New Year, New Beginnings . . .
Using the Momentum of the New Year to Finalize Your Divorce
by Melaney G. Hodge, Esq.
Now that the holidays are over and a new year has begun, people are putting away their decorations and making their resolutions. For some, those resolutions may include finalizing a divorce that has been languishing. Here are a few tips to jump start your divorce in the New Year:
1. Communicate with your soon-to-be ex
If it is safe for you to do so, communicating directly with your spouse regarding an ultimate resolution of your case may move the matter closer to resolution. Sometimes in the litigation process, miscommunications and misperceptions arise resulting in an extended divorce process. Perhaps your spouse thinks you want to keep all of the equity in the house because of a statement made in court. By clearing away those misconceptions, you and your spouse may actually agree on a few important issues. Even if you cannot agree on some things, it can be very helpful to hear what your spouse is seeking.
However, if you are represented by counsel, ensure you speak to your attorney prior to engaging your spouse in discussions, and never enter into any agreement, even if informal, without first discussing the terms with your attorney.

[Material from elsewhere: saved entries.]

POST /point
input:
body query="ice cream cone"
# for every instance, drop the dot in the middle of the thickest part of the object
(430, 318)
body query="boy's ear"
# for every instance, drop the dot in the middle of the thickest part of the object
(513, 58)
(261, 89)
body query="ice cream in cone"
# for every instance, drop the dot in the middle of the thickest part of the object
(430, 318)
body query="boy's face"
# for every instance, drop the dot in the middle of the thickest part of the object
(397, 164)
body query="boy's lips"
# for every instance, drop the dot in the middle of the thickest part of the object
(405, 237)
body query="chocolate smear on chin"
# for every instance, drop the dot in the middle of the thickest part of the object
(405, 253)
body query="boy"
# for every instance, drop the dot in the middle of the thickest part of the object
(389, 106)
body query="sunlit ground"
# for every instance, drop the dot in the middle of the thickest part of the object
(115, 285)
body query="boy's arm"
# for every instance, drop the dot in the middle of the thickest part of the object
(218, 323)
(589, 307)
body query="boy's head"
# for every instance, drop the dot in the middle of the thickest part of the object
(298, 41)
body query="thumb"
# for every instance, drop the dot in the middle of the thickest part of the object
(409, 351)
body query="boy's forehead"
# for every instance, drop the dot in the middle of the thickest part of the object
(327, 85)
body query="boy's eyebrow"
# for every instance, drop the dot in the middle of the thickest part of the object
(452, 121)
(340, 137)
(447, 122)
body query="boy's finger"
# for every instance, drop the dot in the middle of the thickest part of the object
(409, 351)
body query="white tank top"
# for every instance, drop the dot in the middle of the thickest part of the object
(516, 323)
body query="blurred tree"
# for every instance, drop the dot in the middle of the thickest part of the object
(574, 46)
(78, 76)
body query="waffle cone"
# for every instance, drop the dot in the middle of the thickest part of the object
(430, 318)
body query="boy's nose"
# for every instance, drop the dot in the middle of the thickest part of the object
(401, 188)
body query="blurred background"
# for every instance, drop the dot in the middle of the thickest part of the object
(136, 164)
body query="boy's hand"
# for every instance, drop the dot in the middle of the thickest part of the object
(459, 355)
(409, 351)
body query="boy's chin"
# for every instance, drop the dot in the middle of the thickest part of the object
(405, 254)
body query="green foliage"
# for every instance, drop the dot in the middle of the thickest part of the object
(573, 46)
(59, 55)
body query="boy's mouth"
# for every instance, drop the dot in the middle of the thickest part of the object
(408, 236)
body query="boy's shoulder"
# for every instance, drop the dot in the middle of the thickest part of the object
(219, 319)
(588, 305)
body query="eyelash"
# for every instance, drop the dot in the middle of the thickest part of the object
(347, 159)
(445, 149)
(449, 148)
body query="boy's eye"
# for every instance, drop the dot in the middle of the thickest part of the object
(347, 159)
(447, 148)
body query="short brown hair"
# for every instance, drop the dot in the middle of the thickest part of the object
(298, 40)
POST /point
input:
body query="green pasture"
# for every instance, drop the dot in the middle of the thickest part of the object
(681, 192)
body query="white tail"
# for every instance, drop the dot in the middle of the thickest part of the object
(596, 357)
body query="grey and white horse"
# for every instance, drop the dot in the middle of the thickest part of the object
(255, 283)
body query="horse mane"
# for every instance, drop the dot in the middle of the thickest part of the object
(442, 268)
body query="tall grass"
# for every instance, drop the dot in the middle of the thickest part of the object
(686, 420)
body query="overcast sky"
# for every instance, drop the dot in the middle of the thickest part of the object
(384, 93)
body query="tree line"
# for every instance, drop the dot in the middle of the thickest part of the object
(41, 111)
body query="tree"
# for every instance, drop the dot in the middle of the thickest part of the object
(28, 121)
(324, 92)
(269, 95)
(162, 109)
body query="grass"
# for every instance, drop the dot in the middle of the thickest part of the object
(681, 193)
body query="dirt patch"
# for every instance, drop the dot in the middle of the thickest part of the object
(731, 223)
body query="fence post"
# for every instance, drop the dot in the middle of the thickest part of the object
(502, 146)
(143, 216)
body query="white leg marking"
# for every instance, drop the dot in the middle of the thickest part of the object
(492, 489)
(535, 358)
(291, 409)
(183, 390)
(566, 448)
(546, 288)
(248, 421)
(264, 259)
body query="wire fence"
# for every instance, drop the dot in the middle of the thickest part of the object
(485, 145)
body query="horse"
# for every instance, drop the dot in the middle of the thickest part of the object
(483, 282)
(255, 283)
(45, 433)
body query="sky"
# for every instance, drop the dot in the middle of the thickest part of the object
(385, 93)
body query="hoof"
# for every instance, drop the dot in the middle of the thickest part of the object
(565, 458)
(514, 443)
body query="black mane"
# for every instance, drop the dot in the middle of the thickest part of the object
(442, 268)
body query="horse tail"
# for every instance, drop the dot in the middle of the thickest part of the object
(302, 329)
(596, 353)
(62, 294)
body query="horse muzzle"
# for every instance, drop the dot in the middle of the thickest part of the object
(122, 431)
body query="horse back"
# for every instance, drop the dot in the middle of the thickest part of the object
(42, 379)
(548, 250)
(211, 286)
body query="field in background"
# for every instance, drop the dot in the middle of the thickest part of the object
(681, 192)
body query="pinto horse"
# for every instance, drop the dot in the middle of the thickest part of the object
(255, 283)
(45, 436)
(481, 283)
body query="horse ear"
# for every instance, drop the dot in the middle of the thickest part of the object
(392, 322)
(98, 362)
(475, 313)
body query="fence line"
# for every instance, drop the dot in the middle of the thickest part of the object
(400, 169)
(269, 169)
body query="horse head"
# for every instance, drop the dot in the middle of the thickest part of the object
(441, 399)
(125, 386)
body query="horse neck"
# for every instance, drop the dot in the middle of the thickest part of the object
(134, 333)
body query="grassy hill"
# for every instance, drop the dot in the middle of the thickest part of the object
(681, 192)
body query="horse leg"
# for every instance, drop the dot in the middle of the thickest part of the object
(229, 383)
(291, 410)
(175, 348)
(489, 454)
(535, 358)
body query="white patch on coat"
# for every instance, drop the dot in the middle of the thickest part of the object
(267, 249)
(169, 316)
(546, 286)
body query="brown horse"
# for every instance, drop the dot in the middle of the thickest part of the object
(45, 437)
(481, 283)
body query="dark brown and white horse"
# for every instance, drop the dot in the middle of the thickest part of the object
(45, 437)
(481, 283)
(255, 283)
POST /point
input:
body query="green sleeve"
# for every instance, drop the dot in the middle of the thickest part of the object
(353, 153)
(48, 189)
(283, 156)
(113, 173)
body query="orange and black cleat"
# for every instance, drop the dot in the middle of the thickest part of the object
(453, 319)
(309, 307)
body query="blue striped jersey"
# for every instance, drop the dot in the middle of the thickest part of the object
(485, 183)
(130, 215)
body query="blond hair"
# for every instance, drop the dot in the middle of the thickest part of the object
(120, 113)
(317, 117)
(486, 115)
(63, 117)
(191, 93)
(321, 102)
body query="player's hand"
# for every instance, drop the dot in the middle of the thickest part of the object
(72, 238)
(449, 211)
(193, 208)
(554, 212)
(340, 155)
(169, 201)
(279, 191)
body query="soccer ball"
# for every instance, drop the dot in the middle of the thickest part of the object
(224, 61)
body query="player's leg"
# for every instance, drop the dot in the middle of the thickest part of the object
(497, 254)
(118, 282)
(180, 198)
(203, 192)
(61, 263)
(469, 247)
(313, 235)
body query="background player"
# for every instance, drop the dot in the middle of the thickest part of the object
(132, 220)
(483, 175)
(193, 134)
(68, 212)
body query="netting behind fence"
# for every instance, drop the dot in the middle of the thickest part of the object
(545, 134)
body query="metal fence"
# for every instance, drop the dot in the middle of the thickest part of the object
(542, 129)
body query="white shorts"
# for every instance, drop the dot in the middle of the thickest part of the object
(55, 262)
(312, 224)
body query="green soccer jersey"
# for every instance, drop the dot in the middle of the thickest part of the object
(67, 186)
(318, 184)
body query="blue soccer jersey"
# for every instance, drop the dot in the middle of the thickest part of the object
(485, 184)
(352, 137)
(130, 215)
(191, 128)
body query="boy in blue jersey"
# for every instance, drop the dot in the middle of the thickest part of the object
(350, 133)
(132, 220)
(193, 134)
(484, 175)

2. Consider alternate dispute resolutions
Divorce litigation can be prohibitively expensive and the court system may not be the best way to address the issues. Particularly when there are children involved, you and your spouse should control your destiny, not a judge. Recognizing the expense and emotional turmoil involved in litigation, the courts are strongly encouraging parties to participate in alternate dispute resolutions.
There are so many different alternate dispute resolutions, including but not limited to mediation, conciliation, limited issue settlement conferences, etc. Discuss with your attorney which approach would be most productive in your case.
3. Set realistic expectations
Most individuals would love to leave a divorce with a majority of the marital assets or sole custody of the children. Unfortunately, in most circumstances, that result is highly unlikely. In a “typical” divorce, both parties will leave with less of the marital estate than they sought and/or a parenting plan they do not love. The court must determine an “equitable” resolution, not necessarily equal. Having realistic expectations of how your case is likely to resolve will allow you to enter into settlement negotiations with a level head.
4. Get a therapist
Believe it or not, getting divorced is a highly emotional experience. An attorney can lead you through the legal process, but are ill-equipped to address any emotional implications of the process. A professional therapist will be able to assist you in processing the end of one stage of your life and prepare you for starting the next chapter.
The New Year is the perfect opportunity for renewed energy. Direct that fire towards resolving your outstanding divorce matter. With the New Year, get to the new you!